Questão 4: Do necessário à
bem-aventurança.
Art. 7 — Se para a bem-aventurança
são também necessários bens externos.
(2.2,
q. 186, a 3, ad 4).
O
sétimo discute-se assim. — Parece que para a bem-aventurança são também
necessários os bens externos.
1. — Pois o prometido aos Santos como prémio conclui-se na bem-aventurança. Ora, a eles estão-lhes prometidos os bens externos, como a comida e a bebida, as riquezas e o reinado, conforme a Escritura (Lc 22,30): Para que comais e bebais à minha mesa no meu reino: Mas entesourai para vós tesouros no céu, e (Mt 6, 20): Vinde benditos de meu Pai, possui o reino. Logo, para a bem-aventurança, são necessários os bens externos.
2.
Demais. — Segundo Boécio, a bem-aventurança é o estado perfeito pela reunião de
todos os bens (1). Ora, os bens externos são bens do homem, embora
mínimos, como diz Agostinho (2). Logo, também eles são necessários
para a bem-aventurança.
3.
Demais. — O Senhor diz (Mt 5, 12): O vosso galardão é copioso nos céus. Ora,
estar nos céus significa estar num lugar. Logo, pelo menos um lugar externo é
necessário para a bem-aventurança.
Mas,
em contrário, diz a Escritura (Sl 72, 25): Pois que tenho eu no céu? E, fora de
ti, que desejei eu sobre a terra? Que é como se dissesse: Não quero senão o
seguinte — (72, 28) para mim é bom unir-me a Deus. Logo, além de Deus nada mais
é necessário à bem-aventurança.
Para a bem-aventurança imperfeita, tal como pode ser alcançada nesta vida,
são necessários os bens externos, não que lhe constituam a essência, mas como que
servindo-lhe de instrumento, que consiste na operação da virtude, como diz
Aristóteles (3). Pois, precisa o homem nesta vida de bens
necessários ao corpo, para a actividade — tanto da virtude contemplativa como
da activa, sendo-lhe ainda, para esta, necessários muitos outros bens pelos
quais exerça as obras da virtude activa.
Para
a bem-aventurança perfeita porém, que consiste na visão de Deus, de nenhum modo
são necessários tais bens. E a razão é que todos os bens externos são
necessários ou para o sustento do corpo animado, ou para certas operações
adequadas à vida humana e as quais exercemos pelo corpo animado. Mas, a
perfeita bem-aventurança consistente na visão de Deus, há de tê-la a alma sem o
corpo, ou unida ao corpo, não já animal, mas espiritual. E portanto, de nenhum
modo tais bens externos, ordenados à vida animal, são necessários à bem-aventurança.
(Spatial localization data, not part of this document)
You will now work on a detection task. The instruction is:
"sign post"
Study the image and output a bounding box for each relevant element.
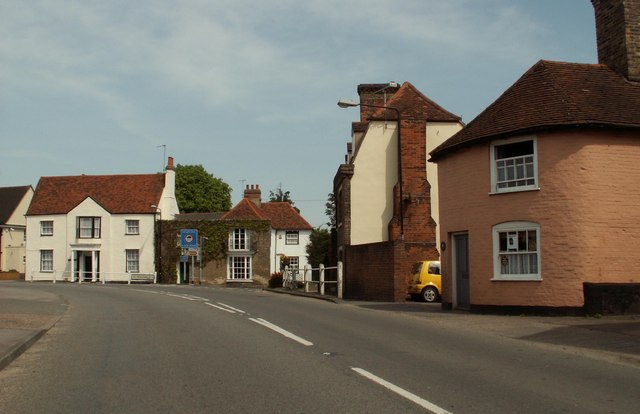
[180,230,198,285]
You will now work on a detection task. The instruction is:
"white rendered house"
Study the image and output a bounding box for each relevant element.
[0,185,33,274]
[25,158,179,282]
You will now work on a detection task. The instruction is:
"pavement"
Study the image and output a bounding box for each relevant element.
[1,281,640,373]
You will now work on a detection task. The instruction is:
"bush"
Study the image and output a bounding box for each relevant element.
[269,272,283,288]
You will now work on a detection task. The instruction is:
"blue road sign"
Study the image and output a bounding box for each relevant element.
[180,229,199,248]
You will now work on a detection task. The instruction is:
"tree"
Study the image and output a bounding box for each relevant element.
[269,183,294,204]
[175,164,232,213]
[306,227,331,268]
[325,192,336,228]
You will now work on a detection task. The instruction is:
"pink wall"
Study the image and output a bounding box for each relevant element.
[437,129,640,308]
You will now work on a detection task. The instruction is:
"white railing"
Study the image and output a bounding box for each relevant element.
[29,270,157,284]
[283,262,343,299]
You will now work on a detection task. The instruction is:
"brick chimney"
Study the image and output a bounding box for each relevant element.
[244,184,261,207]
[357,83,401,122]
[592,0,640,81]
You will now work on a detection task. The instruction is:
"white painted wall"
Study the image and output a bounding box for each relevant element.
[350,121,398,245]
[26,198,156,282]
[1,187,32,273]
[270,229,312,274]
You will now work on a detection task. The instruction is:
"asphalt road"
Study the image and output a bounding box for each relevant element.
[1,283,639,413]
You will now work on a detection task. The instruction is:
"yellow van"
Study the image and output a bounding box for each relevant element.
[407,260,441,302]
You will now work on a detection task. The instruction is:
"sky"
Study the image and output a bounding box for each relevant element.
[1,0,598,227]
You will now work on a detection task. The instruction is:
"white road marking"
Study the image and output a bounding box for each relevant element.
[351,368,452,414]
[217,302,246,313]
[205,302,236,313]
[249,318,313,346]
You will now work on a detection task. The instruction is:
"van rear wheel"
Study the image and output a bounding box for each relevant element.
[421,287,438,303]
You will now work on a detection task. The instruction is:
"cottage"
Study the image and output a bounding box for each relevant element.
[0,185,33,276]
[430,0,640,313]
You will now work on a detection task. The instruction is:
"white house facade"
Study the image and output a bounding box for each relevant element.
[25,158,179,282]
[0,185,33,274]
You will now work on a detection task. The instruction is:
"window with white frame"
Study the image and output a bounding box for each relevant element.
[492,222,541,280]
[40,221,53,236]
[126,249,139,273]
[125,220,140,235]
[285,231,299,245]
[40,250,53,272]
[229,228,249,251]
[490,137,537,193]
[77,217,101,239]
[288,256,299,269]
[228,256,251,280]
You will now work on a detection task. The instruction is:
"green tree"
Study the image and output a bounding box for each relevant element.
[269,183,294,204]
[175,164,232,213]
[325,192,336,228]
[306,227,331,268]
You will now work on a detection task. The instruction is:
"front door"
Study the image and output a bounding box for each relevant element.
[453,233,470,309]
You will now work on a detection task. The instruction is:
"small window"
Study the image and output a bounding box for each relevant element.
[285,231,299,245]
[229,228,249,251]
[125,220,140,235]
[490,137,537,193]
[492,222,541,280]
[126,249,139,273]
[40,221,53,236]
[40,250,53,272]
[77,217,101,239]
[288,256,299,269]
[428,262,440,275]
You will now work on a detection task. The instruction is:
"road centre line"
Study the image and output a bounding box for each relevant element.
[351,368,452,414]
[249,318,314,346]
[205,302,236,313]
[217,302,246,313]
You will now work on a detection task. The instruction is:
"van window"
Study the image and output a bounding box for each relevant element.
[428,262,440,275]
[411,262,423,274]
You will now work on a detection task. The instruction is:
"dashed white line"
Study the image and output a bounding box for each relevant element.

E sendo, nesta vida, a felicidade contemplativa mais semelhante a Deus, mais
que a activa se assemelha à perfeita bem-aventurança, como resulta do que já
foi dito (4), e portanto, necessita menos dos referidos bens do
corpo, como diz Aristóteles (5).
DONDE
A RESPOSTA À PRIMEIRA OBJECÇÃO. — Todas as promessas materiais contidas na
Sagrada Escritura devem entender-se metaforicamente, pois nelas costumam
designar-se as coisas espirituais por meio das corpóreas, para das coisas
conhecidas, nos elevarmos a desejar as desconhecidas, como diz Gregório numa
homilia. Assim, pela comida e pela bebida entende-se o deleite da bem-aventurança,
pelas riquezas, a suficiência pela qual ao homem basta Deus, pelo reinado, a
exaltação do homem até a união com Deus.
RESPOSTA
À SEGUNDA. — Os referidos bens, que servem à vida animal, não cabem à vida
espiritual, na qual consiste a bem-aventurança perfeita. E contudo, haverá
nesta a reunião de todos os bens, pois, tudo o que estes têm de bom, há-de
totalmente conter-se na suma fonte deles.
RESPOSTA
À TERCEIRA. — Segundo Agostinho (6), do galardão dos Santos não se
diz que estejam nos céus corpóreos, mas, por céus entende-se a altura dos bens
espirituais. – Contudo, haverá para os bem-aventurados um lugar corpóreo, que é
o céu empíreo, não que este seja necessário à bem-aventurança, senão por uma
como congruência e decoro.
Nota:
Revisão da tradução portuguesa por ama.
_____________________
Notas:
1.
III De Consol.
2.
De lib. Arb., 2, c. 19.
3.
I Ethic.
4. Q. 3 a. 5 ad 1.
5. X Ethic.
6.
De Serm. Dom. in monte, L. 1, cap. 5.